Sandro Schreiber de Oliveira

Doutor em epidemiologia, é professor associado da Universidade Federal do Rio Grande e da Universidade Católica de Pelotas; diretor-presidente da Associação Brasileira de Educação Médica (Abem)

Embora a Associação Brasileira de Educação Médica (Abem) concorde com a preocupação da sociedade quanto à ampliação de vagas e número de escolas médicas no Brasil, consideramos que um exame de proficiência não é capaz de contribuir para a redução da quantidade ou para a melhoria da qualidade dos médicos formados.

Não há evidência científica de que a qualidade das faculdades de direito tenha melhorado após a implementação do exame da OAB(aprovação nunca passou de 20%), ao passo que a quantidade de cursos de direito passou de cerca de 250 para mais de 1.500.

Alunos de medicina no laboratório de anatomia da Universidade Federal de Pelotas (UFPel) - Anselmo Cunha/Folhapress

Diferentemente do que ocorre no direito, com possibilidade de exercício profissional para além da advocacia, na medicina um médico reprovado num exame de proficiência não terá qualquer possibilidade de atuação profissional na área. Isso amplia a possibilidade do exercício ilegal da profissão e, portanto, em vez de proteger a sociedade, tende a colocá-la ainda em maior risco.

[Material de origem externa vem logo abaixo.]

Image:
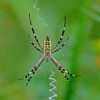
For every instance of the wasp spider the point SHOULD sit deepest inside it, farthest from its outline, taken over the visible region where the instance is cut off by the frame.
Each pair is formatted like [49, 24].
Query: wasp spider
[47, 51]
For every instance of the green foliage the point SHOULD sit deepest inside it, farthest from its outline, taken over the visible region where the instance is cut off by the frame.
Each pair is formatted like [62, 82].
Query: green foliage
[81, 55]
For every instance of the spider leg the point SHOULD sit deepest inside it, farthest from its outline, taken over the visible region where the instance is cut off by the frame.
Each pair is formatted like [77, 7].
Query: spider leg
[64, 72]
[61, 35]
[34, 44]
[34, 33]
[34, 69]
[61, 46]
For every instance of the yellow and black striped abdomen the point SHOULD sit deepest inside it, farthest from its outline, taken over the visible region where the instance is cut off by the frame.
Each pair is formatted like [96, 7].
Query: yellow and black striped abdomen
[47, 45]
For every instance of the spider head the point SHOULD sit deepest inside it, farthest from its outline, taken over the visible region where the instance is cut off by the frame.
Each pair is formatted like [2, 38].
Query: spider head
[47, 45]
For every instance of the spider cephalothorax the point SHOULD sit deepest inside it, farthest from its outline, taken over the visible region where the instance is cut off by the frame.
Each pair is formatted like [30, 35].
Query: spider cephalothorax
[47, 51]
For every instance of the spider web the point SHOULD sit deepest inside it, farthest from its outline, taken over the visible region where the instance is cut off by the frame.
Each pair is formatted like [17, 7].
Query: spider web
[49, 16]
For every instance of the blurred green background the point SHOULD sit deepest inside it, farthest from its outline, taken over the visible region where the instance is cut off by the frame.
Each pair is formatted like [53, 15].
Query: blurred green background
[81, 55]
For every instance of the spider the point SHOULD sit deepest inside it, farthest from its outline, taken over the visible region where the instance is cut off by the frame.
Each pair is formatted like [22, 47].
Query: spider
[47, 51]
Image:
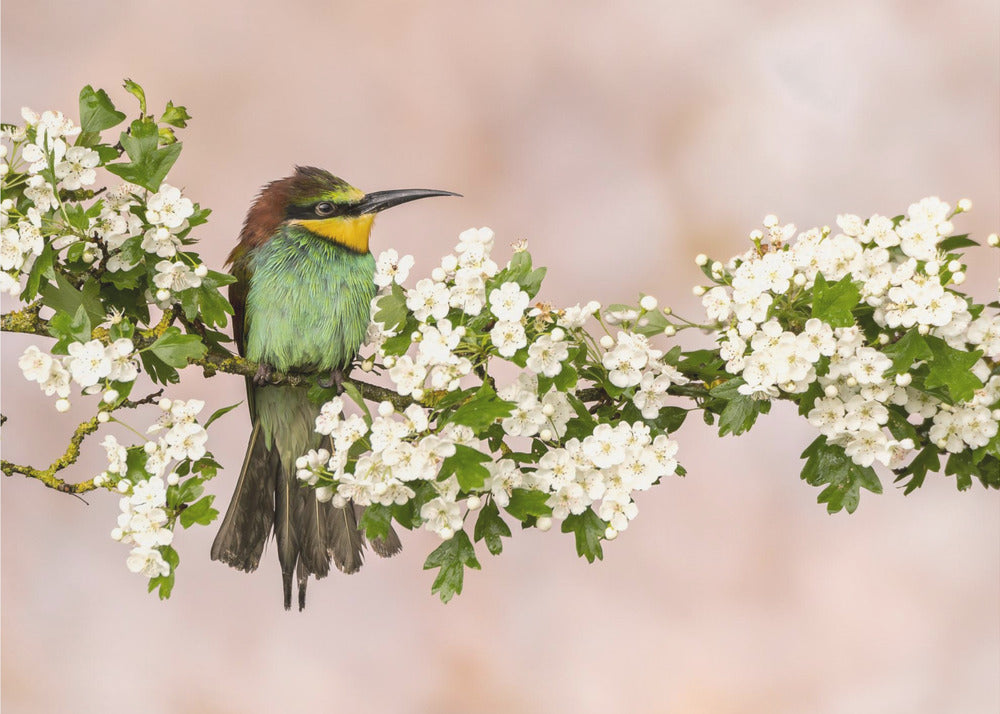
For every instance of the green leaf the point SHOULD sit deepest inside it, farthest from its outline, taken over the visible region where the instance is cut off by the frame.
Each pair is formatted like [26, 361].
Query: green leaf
[526, 503]
[175, 116]
[199, 512]
[741, 413]
[833, 303]
[484, 408]
[177, 349]
[220, 412]
[41, 269]
[956, 242]
[392, 311]
[951, 368]
[589, 530]
[149, 165]
[166, 582]
[927, 461]
[97, 112]
[828, 464]
[452, 557]
[491, 528]
[467, 464]
[376, 521]
[908, 349]
[136, 91]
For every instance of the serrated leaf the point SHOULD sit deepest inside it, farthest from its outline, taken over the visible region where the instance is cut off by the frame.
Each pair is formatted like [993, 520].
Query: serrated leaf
[491, 528]
[391, 308]
[828, 464]
[833, 302]
[200, 512]
[452, 557]
[484, 408]
[220, 412]
[376, 521]
[97, 111]
[908, 349]
[589, 530]
[467, 465]
[956, 242]
[740, 414]
[177, 349]
[952, 369]
[526, 503]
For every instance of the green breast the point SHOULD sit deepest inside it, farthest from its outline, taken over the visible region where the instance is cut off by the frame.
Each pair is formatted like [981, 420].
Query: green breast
[308, 302]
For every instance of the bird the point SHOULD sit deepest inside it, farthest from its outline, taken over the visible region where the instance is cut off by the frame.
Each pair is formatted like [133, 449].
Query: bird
[301, 302]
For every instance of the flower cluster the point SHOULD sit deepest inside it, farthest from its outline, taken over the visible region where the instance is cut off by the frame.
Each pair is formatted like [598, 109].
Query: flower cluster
[864, 328]
[93, 366]
[528, 447]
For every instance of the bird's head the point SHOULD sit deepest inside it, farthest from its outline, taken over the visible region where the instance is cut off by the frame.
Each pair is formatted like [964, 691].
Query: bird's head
[323, 204]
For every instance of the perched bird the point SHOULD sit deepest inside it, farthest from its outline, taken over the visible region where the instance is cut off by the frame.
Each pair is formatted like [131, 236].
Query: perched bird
[304, 283]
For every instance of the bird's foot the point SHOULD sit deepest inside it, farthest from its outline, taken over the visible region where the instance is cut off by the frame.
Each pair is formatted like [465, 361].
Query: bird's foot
[264, 374]
[334, 379]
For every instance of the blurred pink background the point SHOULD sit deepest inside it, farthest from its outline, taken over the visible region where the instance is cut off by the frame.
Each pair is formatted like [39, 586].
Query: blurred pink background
[621, 139]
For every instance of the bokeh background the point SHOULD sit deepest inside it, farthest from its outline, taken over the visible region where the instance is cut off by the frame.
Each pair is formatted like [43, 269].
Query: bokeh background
[621, 139]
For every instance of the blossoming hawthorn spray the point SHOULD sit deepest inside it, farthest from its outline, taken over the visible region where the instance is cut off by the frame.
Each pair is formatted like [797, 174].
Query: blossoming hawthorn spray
[305, 282]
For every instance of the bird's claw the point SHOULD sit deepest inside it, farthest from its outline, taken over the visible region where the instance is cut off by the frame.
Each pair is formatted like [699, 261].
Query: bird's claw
[264, 374]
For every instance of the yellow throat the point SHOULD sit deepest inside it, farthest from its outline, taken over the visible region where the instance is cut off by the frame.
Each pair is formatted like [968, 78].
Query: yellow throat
[352, 232]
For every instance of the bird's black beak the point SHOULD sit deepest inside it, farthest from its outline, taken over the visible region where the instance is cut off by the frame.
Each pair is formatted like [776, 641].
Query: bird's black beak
[381, 200]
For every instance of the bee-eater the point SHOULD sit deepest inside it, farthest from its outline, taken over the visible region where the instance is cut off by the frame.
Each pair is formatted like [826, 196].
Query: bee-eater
[304, 284]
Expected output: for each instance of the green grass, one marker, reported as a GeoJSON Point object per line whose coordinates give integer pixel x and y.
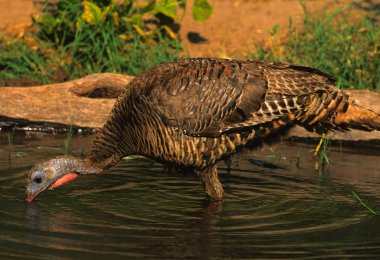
{"type": "Point", "coordinates": [333, 42]}
{"type": "Point", "coordinates": [63, 45]}
{"type": "Point", "coordinates": [358, 199]}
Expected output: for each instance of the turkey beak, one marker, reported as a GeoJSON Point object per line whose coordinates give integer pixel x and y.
{"type": "Point", "coordinates": [30, 196]}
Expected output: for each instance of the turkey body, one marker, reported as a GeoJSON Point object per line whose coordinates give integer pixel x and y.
{"type": "Point", "coordinates": [194, 112]}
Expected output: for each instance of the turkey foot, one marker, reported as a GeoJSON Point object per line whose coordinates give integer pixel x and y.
{"type": "Point", "coordinates": [211, 183]}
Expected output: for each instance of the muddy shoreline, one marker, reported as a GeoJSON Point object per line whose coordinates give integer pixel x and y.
{"type": "Point", "coordinates": [83, 105]}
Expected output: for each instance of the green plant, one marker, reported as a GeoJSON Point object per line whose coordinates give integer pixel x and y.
{"type": "Point", "coordinates": [357, 198]}
{"type": "Point", "coordinates": [10, 143]}
{"type": "Point", "coordinates": [84, 37]}
{"type": "Point", "coordinates": [334, 43]}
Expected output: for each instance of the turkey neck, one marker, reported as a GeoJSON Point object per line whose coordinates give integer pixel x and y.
{"type": "Point", "coordinates": [118, 137]}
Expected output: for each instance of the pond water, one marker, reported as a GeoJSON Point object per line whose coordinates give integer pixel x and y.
{"type": "Point", "coordinates": [137, 209]}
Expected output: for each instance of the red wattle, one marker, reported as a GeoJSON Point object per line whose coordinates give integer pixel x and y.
{"type": "Point", "coordinates": [65, 178]}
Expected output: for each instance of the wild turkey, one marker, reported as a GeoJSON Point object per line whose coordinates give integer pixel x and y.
{"type": "Point", "coordinates": [194, 112]}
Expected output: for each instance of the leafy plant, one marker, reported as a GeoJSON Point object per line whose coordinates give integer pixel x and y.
{"type": "Point", "coordinates": [334, 43]}
{"type": "Point", "coordinates": [84, 37]}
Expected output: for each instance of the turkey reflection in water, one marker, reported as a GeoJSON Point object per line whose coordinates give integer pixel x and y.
{"type": "Point", "coordinates": [138, 209]}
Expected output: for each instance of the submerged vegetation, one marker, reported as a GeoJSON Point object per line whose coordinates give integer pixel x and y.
{"type": "Point", "coordinates": [77, 38]}
{"type": "Point", "coordinates": [337, 42]}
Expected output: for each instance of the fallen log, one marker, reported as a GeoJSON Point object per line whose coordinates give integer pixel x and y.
{"type": "Point", "coordinates": [85, 103]}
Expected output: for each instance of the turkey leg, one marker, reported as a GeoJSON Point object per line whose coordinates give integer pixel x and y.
{"type": "Point", "coordinates": [211, 183]}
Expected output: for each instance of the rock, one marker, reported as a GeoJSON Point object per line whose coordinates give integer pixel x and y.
{"type": "Point", "coordinates": [83, 103]}
{"type": "Point", "coordinates": [86, 102]}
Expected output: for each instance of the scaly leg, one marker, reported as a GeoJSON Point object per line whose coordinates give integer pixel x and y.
{"type": "Point", "coordinates": [211, 183]}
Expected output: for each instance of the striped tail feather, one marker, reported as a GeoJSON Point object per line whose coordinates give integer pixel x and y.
{"type": "Point", "coordinates": [358, 117]}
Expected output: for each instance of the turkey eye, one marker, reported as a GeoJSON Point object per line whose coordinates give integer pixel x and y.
{"type": "Point", "coordinates": [37, 179]}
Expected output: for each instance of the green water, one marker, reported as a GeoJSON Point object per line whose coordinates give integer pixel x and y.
{"type": "Point", "coordinates": [137, 209]}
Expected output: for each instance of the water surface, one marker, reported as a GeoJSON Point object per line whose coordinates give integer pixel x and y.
{"type": "Point", "coordinates": [137, 209]}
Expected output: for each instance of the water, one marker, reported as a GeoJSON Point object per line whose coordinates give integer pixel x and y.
{"type": "Point", "coordinates": [137, 209]}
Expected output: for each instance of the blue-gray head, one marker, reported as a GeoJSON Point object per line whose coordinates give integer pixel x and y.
{"type": "Point", "coordinates": [55, 172]}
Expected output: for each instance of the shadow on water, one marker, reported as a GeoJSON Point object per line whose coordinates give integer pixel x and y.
{"type": "Point", "coordinates": [273, 208]}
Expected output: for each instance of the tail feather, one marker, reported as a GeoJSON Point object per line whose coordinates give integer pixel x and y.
{"type": "Point", "coordinates": [358, 117]}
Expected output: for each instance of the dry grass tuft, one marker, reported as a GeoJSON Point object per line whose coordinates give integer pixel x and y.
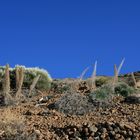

Apesar da grande expansão de escolas e vagas de medicina, ainda existe carência de médicos nos serviços públicos, fato observado por quem utiliza o Sistema Único de Saúde (SUS) cotidianamente. A situação dos planos de saúde não é distinta. Em muitas cidades brasileiras há longa espera por consultas e superlotação de emergências credenciadas aos planos de saúde. Um exame de proficiência reduzirá a quantidade de médicos disponíveis para atuar no cuidado às pessoas com piora desse quadro, tanto no SUS quanto na rede privada. O risco de colapso do sistema de saúde é real.

Não se trata de optar pelo número de médicos em detrimento da qualidade do cuidado às pessoas. Provas teóricas pontuais não têm capacidade de distinguir entre o bom e o mau profissional. Boa parte das questões em provas desse tipo, hoje, podem ser respondidas pela inteligência artificial. Não avaliam empatia, capacidade de comunicação, relacionamento com os pacientes ou outras habilidades práticas para o desempenho profissional —estas sim capazes de inferir a competência do médico para cuidar de pessoas.

Uma das causas para a expansão desenfreada de cursos de medicina é a perspectiva de grandes lucros do setor. Uma prova realizada após emissão do diploma penaliza apenas o recém-formado e amplia a possibilidade de ganhos financeiros com a oferta de cursos preparatórios para "passar na prova", agravando o problema em vez de resolvê-lo.

Esses cursos são caros e inacessíveis aos egressos do curso médico oriundos de famílias de baixo poder aquisitivo, tornando o exercício da medicina ainda mais elitizado e distante dos sonhos de muitos brasileiros.

Para muitos estudantes que se endividam para pagar cursos de medicina e passam vários anos trabalhando para saldar suas dívidas com bancos e financeiras, a não autorização do exercício profissional em consequência do desempenho em uma única prova coloca-os numa situação de inadimplência. Além dos impactos emocionais e do aprofundamento de sua vulnerabilidade social, essa situação pode gerar consequências para o sistema bancário, com redução da oferta de novos financiamentos.

A Abem, que há mais de 60 anos reúne escolas médicas, professores e estudantes na busca pela qualidade da formação médica, defende que a solução para assegurar o adequado cuidado prestado à população é dever do Estado e passa por uma estratégia de avaliação ampla, criteriosa e com consequências para cursos novos e antigos, associada a avaliações do estudante ao longo de toda a graduação, de modo que a emissão de diploma só se efetive após sua aprovação, gerando corresponsabilidade da escola e inibindo a expansão desenfreada de cursos ruins.